Only patients over 10 years of age were included. Informed consent was obtained. All the patients were initially examined on complete blood count, sedimentation rate, blood chemistry, urinalysis, and anti-nuclear antigen (ANA), which all were within normal limits.


Results


Figure 1Figure 2
Figure 1. Before treatment
Figure 2. After 10 sessions of treatment

All patients completed the treatment. Four patients were wart free after 8-10 sessions (see Table 1). Two patients improved after 10 sessions: the size and number of the warts were reduced (Figs. 1, 2). All patients became sensitized to 2 percent DPCP in 1-2 weeks. Sensitization manifested as a typical-IV reaction at the treated site with focal erythema, itching, edema and infiltration.

After sensitization has occurred a solution of DPCP was applied to the warts to induce a low grade inflammatory reaction. Initially, low concentrations were applied (0.001 %) and stronger or weaker solution used at subsequent visits depending on the severity of the inflammatory reaction. After 8-10 sessions of application, four of six patients with plane facial warts were completely cured and two other patients with common warts were improved. After 2 months the latter patients' lesions were completely gone. During the followup period, no recurrences were occurred within 6-12 months.

The complete response rate at the end of the investigation was 66.6 percent (4 of 6 patients). Side effects were not a problem in the majority of patients. Adverse effects included moderate to severe reactions at sensitization site or at the treatment site, or spreading of contact eczema to other parts of the body.


Discussion

Immunotherapy has many advantages: many lesions can be treated simultaneously, and the frequency and size of relapsing warts are much reduced. However, regression after DPCP still needs to be clarified although many hypotheses have been put forward. It may well be that the wart is damaged by unspecific DPCP-induced inflammation. DPCP may bind to wart protein and subsequently induce a specific immune reaction [9]. An immune mechanism seems to be confirmed by the fact that untreated warts can also be rejected [10].

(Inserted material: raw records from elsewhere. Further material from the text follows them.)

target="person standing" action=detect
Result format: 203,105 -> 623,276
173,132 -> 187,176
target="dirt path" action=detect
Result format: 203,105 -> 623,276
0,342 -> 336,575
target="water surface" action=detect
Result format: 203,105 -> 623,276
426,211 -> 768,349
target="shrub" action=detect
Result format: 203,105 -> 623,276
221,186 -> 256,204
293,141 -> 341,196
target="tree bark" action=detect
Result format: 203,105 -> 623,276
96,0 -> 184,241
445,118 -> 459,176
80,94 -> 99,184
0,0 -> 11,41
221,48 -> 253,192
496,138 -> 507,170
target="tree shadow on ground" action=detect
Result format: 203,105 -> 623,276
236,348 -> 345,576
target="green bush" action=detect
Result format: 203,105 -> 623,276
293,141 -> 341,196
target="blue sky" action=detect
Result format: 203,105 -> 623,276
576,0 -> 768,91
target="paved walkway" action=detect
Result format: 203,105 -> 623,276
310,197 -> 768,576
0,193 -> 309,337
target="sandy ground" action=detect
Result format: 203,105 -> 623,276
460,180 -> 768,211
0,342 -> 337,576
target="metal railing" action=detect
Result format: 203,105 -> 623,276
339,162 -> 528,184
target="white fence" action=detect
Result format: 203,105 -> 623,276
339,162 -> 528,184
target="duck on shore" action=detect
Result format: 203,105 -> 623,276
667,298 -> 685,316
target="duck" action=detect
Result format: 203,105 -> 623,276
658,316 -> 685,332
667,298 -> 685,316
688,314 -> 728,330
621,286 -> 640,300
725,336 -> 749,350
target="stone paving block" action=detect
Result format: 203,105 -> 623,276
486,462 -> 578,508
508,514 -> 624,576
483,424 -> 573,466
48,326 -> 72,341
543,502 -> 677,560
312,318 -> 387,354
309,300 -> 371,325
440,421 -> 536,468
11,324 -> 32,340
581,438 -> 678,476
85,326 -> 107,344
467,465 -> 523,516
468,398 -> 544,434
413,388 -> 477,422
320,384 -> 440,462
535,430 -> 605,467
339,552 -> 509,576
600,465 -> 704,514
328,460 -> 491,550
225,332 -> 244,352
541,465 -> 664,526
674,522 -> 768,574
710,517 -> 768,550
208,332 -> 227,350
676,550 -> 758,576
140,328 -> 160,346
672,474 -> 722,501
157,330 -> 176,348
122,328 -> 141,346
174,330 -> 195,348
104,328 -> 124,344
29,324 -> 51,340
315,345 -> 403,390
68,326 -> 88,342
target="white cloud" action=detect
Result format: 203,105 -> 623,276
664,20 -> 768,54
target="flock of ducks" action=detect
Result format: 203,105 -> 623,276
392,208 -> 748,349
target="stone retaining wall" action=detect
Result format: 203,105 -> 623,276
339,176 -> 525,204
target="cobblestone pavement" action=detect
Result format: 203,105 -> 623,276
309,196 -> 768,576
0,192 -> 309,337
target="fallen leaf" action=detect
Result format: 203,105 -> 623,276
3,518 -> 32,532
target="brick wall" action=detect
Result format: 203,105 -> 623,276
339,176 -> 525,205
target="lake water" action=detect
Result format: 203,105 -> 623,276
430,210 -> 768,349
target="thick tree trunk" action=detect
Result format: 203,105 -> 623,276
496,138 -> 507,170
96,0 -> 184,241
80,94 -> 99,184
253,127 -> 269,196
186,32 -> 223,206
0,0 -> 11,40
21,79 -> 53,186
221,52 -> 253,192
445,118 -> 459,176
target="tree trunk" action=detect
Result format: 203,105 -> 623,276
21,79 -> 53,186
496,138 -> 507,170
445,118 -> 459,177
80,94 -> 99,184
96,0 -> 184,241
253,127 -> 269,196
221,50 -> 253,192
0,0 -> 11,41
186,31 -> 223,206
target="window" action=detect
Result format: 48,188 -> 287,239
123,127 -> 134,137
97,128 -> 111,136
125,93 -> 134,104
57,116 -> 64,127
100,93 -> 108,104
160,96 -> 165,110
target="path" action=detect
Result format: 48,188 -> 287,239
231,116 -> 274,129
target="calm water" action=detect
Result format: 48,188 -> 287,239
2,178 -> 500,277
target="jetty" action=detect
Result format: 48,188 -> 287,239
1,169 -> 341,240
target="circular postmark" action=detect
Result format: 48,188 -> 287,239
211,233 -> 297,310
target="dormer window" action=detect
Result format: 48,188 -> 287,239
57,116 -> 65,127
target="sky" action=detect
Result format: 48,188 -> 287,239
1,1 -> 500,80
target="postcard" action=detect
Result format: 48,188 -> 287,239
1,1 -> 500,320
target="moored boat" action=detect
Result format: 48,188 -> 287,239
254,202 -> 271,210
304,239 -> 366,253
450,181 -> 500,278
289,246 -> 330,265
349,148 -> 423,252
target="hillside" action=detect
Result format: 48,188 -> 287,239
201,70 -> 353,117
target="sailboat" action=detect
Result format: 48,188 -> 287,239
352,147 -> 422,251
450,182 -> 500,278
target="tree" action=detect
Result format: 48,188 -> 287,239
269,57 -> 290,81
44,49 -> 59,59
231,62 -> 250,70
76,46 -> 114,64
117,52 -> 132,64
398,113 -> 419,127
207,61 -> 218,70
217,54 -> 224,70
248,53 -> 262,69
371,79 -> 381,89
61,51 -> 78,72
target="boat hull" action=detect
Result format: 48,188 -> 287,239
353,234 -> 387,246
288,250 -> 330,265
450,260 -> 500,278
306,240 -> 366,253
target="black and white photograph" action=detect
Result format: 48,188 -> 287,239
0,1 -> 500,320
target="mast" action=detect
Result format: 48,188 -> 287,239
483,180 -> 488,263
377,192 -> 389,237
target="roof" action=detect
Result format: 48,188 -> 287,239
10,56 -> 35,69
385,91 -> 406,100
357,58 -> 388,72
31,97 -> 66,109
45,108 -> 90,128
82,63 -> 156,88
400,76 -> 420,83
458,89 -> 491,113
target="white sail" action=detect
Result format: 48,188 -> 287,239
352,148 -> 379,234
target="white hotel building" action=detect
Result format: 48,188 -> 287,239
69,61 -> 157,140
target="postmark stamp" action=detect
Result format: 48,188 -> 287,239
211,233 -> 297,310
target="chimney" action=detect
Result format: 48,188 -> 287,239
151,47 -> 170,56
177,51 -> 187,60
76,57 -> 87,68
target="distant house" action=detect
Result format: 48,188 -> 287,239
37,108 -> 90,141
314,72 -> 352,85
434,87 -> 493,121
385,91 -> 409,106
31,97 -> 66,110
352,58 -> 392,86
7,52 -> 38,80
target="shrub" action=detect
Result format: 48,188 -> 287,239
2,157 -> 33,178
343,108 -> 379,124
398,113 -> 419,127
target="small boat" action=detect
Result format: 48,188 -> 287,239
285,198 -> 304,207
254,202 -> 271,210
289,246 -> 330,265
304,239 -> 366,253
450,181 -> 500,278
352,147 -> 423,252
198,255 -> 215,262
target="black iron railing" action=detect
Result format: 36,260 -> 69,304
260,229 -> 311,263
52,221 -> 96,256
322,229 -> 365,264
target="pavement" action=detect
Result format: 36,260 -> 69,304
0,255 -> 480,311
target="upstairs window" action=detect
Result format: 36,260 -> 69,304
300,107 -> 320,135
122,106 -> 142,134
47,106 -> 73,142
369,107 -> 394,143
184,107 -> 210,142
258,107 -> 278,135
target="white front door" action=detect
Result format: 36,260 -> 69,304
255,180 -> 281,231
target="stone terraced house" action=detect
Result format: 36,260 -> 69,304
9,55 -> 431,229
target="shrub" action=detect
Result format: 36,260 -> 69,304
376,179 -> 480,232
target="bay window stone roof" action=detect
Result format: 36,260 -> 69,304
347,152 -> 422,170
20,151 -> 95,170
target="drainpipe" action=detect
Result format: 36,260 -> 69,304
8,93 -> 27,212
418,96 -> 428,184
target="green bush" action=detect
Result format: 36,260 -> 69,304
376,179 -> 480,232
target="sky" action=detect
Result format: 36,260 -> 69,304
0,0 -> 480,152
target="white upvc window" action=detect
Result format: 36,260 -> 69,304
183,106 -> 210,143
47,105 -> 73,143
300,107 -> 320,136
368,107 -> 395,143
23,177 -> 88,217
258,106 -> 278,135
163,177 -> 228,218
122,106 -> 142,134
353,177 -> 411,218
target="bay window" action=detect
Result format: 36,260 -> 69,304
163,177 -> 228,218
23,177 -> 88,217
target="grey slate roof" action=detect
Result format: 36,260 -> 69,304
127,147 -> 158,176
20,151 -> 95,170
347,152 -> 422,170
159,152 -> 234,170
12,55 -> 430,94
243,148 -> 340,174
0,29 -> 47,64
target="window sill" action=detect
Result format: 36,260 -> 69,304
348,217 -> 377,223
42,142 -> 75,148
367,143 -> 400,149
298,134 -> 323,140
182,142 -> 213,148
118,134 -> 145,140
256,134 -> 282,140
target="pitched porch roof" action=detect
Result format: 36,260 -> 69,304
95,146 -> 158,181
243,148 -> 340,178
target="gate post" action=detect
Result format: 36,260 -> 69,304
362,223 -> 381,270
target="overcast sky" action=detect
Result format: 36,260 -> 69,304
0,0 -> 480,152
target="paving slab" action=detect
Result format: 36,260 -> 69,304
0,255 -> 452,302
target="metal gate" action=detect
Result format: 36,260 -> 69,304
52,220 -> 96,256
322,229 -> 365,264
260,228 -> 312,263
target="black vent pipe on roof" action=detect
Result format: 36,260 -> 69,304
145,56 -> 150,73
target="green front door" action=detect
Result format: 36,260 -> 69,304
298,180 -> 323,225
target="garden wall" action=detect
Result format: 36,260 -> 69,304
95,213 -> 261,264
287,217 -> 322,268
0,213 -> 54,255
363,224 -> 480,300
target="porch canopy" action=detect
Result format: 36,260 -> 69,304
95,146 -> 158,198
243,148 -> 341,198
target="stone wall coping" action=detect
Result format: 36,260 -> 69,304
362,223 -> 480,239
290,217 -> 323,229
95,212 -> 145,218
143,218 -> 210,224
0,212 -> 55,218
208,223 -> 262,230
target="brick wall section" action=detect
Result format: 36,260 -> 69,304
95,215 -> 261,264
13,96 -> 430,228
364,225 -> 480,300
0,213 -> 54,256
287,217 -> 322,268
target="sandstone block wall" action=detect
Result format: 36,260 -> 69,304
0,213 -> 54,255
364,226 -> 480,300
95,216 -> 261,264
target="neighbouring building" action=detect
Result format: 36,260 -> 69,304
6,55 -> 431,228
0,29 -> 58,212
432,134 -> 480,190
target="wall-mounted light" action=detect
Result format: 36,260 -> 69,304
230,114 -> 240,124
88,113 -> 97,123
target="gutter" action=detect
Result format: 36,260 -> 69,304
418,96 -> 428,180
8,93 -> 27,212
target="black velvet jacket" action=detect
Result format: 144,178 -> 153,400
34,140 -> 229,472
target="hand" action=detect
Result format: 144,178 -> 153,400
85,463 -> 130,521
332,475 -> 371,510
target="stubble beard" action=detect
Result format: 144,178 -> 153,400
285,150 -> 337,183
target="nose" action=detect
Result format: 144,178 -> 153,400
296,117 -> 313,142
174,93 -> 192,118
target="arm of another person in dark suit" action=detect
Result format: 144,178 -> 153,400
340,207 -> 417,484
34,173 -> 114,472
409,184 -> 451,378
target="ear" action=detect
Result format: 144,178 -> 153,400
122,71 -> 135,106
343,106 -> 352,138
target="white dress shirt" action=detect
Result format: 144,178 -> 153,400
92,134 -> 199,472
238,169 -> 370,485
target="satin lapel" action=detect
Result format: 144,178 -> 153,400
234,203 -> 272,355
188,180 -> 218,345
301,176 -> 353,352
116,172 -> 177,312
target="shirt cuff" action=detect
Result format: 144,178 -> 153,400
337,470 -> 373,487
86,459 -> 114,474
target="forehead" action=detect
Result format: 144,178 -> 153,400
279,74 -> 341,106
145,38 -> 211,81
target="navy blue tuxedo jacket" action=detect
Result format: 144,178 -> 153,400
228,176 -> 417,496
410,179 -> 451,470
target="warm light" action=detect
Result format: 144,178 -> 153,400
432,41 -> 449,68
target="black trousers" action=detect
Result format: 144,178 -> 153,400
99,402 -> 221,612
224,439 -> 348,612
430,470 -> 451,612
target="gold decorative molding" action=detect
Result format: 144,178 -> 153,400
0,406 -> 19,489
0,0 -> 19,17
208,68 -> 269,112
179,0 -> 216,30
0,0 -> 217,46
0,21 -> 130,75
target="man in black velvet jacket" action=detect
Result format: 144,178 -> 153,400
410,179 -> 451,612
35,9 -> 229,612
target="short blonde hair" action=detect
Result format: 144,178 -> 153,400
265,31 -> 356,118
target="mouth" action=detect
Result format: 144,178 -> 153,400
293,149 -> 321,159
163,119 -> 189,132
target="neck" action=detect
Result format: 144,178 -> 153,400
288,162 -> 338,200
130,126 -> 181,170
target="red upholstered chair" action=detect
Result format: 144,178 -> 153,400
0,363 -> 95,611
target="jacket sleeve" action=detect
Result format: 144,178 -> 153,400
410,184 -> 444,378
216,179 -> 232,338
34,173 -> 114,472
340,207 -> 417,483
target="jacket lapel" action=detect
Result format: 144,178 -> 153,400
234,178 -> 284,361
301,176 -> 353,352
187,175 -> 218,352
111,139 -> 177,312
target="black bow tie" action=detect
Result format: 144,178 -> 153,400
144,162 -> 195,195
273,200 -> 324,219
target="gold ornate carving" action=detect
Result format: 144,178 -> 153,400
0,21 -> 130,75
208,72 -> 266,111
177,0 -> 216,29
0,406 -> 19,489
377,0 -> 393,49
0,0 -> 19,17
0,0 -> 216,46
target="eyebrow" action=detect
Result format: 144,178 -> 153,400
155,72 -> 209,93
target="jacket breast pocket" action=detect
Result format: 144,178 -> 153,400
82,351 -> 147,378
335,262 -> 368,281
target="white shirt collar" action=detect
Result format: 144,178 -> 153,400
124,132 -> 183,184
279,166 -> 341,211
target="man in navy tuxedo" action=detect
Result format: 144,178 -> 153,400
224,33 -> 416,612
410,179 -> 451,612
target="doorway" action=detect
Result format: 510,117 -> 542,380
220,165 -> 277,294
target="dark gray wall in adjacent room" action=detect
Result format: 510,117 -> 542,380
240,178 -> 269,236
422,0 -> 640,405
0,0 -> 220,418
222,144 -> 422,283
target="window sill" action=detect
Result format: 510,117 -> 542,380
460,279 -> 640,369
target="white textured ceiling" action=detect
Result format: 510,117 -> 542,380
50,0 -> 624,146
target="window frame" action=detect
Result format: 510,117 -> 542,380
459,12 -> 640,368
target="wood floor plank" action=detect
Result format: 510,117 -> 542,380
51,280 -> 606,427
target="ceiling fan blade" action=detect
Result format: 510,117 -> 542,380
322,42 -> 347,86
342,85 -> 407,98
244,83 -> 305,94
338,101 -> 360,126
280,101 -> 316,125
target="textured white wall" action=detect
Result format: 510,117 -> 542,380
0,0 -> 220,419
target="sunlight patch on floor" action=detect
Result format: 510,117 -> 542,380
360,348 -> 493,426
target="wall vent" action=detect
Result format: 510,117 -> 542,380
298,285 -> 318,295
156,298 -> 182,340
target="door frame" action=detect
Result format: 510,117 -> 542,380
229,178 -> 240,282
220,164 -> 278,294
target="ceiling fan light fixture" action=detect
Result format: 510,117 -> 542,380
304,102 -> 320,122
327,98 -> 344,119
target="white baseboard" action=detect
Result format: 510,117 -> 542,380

The role of lymphokines can not be excluded [3]. This may stimulate the host immune reaction to the wart. The longer the duration of the wart, the lower the possible effect of DPCP, probably because of its lower capacity to stimulate the immune system [11].

Although DPCP is restricted to the laboratory, personnel who prepare the concentrations may inadvertently be sensitized [12] (the author inadvertently was).

Not all patients manage to tolerate itching either on the challenge site or the sensitization site. But the possible effect to be feared the most is that this particular form of chronic immunostimulation may induce the onset of lymphomas even after a long period of time, especially the problem arises more with the treatment of alopecia areata than with the brief period of treatment for warts [1].

Immunotherapy with DPCP should not be used routinely as an initial therapy for facial warts, but is a possible alternative in selected patients with recalcitrant multiple facial warts.

This is the first clinical trials of successful topical immunotherapy with DPCP in disseminated facial warts and should be regarded as an effective therapeutic tool for this indication. DPCP appears to be a valuable, safe, and well-tolerated treatment for resistant facial warts and can be considered as a first line treatment.

Acknowledgment: All the patients gave informed consent, and the author thanks the patients and their parents.